Most of the bars keep serving to cash customers, and use paper to make notes for future bookkeeping. Some even start using paper tabs.

Big companies switch to backup generators (Walmart) or immediately cease business (also Walmart, because the card communication failed).

Some smaller ones had no lights to continue to be safe inside, so chased everyone out.

Other ones had enough windows and kept selling on a cash basis, making notes by hand. Some of these could open the cash drawer others couldn't, but made do with what they could.






Which IMO highlights what the money is. It’s a trust bond, nothing more and nothing else.

Paper money isn’t guaranteed to be always accepted. It only takes most governments a one day to say something like “because of <big crisis> we’re no longer accepting <currency> as they’re subject to <something bad>”. Paper money becomes fireplace material in an instant. (Or dystopian scenario - dictator decides that currency transactions can be done only by citizens, all other transactions are void).

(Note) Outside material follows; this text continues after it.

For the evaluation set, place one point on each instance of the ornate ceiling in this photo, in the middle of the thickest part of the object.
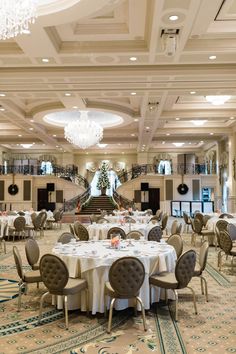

What is really weird is this dualism in trust. On one side there’s distrust to government controlled organizations about online money, and on the other there’s trust that government (own or foreign) won’t regulate it into oblivion for some silly reason.

If we get to apocalypse level crisis one is much better off on stocking cigarettes, coffee and chocolate anyway…


It's even more amusing to realize that multiple times in history, paper money has continued to "have value" and be used in exchange even after the government devalued it completely - usually by ceasing to exist.